The novel opens with a physically fit young man standing on a track, watching as "the night joggers" toil around him. He begins to walk toward the starting post and thinks that now that the Olympic games are over for him, he does not know what he will do with his life. The man starts to walk around the track and thinks back to four years ago.

Quenton Cassidy is a collegiate runner at fictional Southeastern University based on the University of Florida. He is a mid-distance runner who specializes in the Mile. After writing a petition for the college's athletes protesting a dress and conduct code, Quenton is suspended from the university and prohibited from competing in the university's annual track meet. Cassidy drops out, moves to a cabin in the woods, and submits himself to a brutal training regimen. He is under the coaching of fictional gold medalist Olympian Bruce Denton, based on Jack Bacheler. His plan is to compete at the Southeastern Relays against the best miler in the world, John Walton (obviously based on John Walker). Because he is barred from competing at the meet, Denton comes up with a plan to disguise him as a Finnish runner attending a nonexistent university in Ohio.
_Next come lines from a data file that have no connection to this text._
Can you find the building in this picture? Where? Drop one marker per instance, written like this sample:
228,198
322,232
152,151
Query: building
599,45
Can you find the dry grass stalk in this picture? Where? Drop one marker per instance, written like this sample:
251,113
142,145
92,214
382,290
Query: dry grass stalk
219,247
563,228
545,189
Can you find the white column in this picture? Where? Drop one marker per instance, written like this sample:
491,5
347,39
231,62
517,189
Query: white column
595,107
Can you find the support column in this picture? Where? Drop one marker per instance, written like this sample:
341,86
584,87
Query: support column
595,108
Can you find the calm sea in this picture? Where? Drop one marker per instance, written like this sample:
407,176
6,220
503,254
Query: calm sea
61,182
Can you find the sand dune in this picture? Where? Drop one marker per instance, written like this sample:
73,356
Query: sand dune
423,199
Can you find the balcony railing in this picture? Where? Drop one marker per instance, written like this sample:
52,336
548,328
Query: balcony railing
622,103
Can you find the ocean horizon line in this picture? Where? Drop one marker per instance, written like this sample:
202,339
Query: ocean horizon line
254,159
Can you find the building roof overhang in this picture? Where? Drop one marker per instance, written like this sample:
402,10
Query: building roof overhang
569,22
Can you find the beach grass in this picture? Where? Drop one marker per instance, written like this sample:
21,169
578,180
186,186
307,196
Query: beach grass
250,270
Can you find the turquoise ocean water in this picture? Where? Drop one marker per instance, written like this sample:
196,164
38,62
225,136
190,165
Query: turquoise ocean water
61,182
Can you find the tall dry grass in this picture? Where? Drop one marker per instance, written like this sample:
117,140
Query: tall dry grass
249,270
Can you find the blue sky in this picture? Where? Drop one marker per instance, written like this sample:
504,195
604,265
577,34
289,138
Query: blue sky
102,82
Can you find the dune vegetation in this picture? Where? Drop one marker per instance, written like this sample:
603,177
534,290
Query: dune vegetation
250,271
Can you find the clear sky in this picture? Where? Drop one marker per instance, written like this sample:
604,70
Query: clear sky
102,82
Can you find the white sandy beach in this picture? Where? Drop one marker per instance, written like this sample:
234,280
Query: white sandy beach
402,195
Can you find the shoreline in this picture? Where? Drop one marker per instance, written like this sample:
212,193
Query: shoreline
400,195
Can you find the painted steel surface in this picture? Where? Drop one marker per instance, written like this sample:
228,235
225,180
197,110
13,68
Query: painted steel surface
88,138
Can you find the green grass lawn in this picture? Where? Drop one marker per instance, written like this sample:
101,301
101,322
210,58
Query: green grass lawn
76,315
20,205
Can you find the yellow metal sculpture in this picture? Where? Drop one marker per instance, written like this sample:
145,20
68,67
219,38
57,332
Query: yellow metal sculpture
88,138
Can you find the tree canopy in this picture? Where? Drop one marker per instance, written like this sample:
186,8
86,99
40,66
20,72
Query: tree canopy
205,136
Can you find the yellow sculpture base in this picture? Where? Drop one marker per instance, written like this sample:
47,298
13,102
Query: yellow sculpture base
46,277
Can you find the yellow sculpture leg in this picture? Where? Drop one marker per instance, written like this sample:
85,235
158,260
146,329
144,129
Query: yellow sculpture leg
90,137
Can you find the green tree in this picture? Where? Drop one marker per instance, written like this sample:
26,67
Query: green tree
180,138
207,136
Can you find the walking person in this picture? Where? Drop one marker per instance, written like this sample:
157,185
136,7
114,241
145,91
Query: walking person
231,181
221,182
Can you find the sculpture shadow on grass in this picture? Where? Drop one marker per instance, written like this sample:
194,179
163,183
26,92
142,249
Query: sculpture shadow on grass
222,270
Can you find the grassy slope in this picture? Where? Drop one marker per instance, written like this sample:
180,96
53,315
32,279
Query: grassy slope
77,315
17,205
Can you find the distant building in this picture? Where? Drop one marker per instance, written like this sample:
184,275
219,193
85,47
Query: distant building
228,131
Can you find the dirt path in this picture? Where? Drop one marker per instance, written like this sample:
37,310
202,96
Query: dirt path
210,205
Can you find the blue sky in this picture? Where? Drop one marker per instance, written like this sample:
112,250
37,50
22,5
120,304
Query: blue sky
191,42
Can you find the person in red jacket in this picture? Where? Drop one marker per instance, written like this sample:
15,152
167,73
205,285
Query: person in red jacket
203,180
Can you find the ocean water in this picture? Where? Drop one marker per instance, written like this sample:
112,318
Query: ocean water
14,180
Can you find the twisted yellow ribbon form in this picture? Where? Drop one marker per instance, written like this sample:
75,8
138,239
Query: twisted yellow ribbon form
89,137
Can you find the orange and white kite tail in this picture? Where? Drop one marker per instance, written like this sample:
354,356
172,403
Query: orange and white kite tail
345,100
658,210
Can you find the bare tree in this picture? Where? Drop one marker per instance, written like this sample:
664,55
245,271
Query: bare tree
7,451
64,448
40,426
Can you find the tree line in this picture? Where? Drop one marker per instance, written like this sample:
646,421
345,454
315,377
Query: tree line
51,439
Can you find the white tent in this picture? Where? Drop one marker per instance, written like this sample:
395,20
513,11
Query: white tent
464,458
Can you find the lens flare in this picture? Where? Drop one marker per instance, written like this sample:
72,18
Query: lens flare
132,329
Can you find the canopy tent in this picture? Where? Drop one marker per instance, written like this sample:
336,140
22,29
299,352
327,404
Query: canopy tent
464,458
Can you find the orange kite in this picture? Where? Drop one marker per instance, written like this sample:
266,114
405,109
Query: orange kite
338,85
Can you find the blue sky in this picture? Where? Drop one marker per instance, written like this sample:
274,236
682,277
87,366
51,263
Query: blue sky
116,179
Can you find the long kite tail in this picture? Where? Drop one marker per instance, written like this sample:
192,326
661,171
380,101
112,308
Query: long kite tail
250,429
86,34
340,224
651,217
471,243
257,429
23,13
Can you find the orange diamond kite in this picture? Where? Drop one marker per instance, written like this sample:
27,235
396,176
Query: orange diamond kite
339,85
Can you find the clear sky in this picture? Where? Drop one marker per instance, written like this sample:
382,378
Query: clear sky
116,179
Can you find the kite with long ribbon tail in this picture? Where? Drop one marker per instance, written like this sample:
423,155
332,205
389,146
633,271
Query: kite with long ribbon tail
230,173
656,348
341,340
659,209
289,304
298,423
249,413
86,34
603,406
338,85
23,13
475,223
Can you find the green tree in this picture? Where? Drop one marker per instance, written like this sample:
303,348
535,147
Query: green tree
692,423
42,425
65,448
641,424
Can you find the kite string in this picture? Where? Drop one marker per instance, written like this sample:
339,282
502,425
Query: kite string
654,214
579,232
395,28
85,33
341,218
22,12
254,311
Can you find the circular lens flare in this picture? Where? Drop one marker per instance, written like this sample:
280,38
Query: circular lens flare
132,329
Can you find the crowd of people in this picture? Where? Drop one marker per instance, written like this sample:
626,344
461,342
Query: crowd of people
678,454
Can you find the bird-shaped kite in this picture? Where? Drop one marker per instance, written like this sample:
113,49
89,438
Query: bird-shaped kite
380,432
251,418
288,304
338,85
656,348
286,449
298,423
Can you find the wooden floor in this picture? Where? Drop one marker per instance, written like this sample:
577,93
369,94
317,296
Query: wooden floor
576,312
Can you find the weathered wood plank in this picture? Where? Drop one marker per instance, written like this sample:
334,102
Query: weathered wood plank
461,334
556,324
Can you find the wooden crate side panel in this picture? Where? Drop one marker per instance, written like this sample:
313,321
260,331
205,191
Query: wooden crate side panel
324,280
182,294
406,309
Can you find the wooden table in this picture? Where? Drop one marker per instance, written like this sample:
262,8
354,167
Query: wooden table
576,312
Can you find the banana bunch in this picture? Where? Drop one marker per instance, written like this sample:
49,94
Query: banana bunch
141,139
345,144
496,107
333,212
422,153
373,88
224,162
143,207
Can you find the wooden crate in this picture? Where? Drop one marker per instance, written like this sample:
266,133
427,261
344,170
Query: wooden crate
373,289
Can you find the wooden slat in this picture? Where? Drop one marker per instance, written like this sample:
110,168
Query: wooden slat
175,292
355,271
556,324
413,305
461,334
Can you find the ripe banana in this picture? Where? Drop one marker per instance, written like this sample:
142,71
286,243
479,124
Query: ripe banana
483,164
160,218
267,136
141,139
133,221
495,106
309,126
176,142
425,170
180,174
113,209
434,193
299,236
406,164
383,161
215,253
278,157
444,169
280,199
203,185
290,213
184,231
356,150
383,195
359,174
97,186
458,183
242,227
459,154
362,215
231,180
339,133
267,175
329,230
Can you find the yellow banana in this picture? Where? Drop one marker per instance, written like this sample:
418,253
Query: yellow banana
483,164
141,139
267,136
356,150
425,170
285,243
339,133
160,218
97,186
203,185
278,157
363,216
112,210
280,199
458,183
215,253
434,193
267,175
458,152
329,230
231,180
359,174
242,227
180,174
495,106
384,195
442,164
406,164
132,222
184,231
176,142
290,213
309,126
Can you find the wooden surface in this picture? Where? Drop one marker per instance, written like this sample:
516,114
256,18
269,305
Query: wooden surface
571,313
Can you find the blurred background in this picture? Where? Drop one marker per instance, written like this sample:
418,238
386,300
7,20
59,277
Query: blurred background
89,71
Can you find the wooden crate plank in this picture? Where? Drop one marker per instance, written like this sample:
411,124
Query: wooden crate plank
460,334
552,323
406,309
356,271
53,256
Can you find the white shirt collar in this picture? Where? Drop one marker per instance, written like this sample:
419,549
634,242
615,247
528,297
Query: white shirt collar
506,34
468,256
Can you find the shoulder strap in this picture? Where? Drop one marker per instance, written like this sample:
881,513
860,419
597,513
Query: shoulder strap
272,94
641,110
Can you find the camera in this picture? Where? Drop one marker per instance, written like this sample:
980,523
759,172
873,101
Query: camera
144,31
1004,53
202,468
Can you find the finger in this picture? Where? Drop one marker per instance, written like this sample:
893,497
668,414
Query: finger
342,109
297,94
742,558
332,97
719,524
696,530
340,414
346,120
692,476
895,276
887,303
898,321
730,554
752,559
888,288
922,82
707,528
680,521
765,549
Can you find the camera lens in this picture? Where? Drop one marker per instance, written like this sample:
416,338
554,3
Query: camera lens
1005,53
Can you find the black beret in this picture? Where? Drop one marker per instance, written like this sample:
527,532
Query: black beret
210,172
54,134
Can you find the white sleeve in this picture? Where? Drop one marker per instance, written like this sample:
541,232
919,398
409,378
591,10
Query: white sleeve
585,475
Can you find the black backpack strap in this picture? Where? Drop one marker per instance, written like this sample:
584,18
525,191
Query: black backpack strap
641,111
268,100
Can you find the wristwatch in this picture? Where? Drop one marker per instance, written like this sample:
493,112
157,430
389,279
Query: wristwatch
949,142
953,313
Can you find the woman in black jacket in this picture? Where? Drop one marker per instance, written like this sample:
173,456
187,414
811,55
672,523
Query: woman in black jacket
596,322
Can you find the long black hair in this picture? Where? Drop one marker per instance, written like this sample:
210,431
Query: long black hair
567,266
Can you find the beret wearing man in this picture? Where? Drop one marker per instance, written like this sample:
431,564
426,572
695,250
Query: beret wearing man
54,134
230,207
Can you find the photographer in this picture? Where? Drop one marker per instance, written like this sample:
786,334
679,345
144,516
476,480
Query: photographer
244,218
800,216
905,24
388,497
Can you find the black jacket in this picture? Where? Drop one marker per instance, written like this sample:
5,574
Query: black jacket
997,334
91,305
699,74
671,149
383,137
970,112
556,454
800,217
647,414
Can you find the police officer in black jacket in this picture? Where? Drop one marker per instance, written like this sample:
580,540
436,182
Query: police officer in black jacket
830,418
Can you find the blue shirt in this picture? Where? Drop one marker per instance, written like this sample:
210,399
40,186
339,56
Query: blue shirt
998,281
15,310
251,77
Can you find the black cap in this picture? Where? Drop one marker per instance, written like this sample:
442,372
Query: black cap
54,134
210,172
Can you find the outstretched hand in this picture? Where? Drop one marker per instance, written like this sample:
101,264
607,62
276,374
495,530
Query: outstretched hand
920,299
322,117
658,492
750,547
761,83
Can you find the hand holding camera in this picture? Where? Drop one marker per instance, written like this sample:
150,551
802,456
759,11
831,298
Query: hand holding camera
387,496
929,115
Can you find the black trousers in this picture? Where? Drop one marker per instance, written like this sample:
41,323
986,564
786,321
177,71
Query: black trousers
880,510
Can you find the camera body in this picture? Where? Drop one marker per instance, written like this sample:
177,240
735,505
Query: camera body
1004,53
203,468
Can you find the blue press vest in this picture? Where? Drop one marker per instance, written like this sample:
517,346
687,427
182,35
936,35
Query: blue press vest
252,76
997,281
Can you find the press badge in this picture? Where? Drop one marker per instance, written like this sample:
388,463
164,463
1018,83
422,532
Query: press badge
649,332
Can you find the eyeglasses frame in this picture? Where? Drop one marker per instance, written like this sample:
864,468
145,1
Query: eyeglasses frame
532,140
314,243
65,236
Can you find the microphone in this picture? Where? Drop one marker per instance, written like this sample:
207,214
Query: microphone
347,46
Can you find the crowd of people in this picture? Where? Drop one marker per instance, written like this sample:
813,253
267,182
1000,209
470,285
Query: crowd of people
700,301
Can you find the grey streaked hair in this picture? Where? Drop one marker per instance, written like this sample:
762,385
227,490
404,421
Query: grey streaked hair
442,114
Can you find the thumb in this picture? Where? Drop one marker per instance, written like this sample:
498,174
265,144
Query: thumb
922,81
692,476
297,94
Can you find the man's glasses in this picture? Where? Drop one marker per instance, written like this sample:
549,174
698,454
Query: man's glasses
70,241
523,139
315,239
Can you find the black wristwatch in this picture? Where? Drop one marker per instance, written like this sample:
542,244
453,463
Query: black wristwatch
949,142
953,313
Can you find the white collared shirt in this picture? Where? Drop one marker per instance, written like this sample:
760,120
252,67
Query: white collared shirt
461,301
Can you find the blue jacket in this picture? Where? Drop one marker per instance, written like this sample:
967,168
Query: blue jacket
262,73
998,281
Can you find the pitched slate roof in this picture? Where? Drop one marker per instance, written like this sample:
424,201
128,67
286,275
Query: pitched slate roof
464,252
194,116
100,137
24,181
Cassidy, who has always dreamed of running a sub 4:00 mile, spends many months training for the race of his life, urged on by Denton, who is nearing the end of his running career due to injuries. After completing an agonizing interval workout of 60 quarter miles, Cassidy finally believes he is ready to face Walton. The night before the race, Cassidy performs a ritual of his to prepare himself for the meet—he walks a mile on the Southeastern track, putting all of his "demons" in a symbolic "orb" that will hold them in during the race and allow him to push through the pain.

The next day, Cassidy arrives disguised at the meet but spends more than an hour warming up on the cross-country course near the track. As the race draws nearer, Quenton fights to keep control of his adrenaline and anxiety, waiting until the race starts so he can unleash them. A large part of a chapter is devoted to the race itself, which comes down to a contest between Cassidy and Walton in the final lap. The novel describes the effect lactic acid has on Quenton as he fights to close in on Walton, who has a slight lead. Excruciatingly, Cassidy reels Walton in and outsprints him in the final straight to win the race in a time of 3:52.5.

After the race, the scene changes back to Cassidy standing at the Southeastern track, walking through the last lap of a mile. Quenton reflects upon his running career and realizes that while it is over for him, there is much to be left behind on the track. When he reaches the end of the lap, he reaches into his bag and pulls out a box with a silver Olympic medal inside. Cassidy thinks to himself that he can live with leaving behind his old life, and with a bittersweet feeling walks off into the night.

==Critical reception==
Once a Runner, while dismissed by some critics as a cult classic that generally appeals only to competitive runners, has received considerable critical praise from Sports Illustrated, Track & Field News, and Runner's World.

==Characters==

- Quenton Cassidy – The protagonist of the book, Cassidy is a collegiate runner whose dedication to the sport forces him to choose to drop out of school and run under the coaching of Bruce Denton (see below).
- Bruce Denton – A fictional Olympic champion runner who becomes Cassidy's friend and coach.
- Jerry Mizner – Cassidy's best friend and teammate.
- Andrea Cleland – Cassidy's girlfriend.
- Dick Doobey – The head football coach at Southeastern. He attempts to have Cassidy expelled from the school for disrupting loyalty among his athletes.
- John Walton – The world record holder for the mile, and the first person to run a time under 3 minutes and 50 seconds in the mile. His character is based on that of the famous miler John Walker. Cassidy's race against him is the novel's climactic moment.
- Mike Mobley – A very large thrower on the Southeastern Track and Field team. He is one of the team captains and greatly respects Cassidy.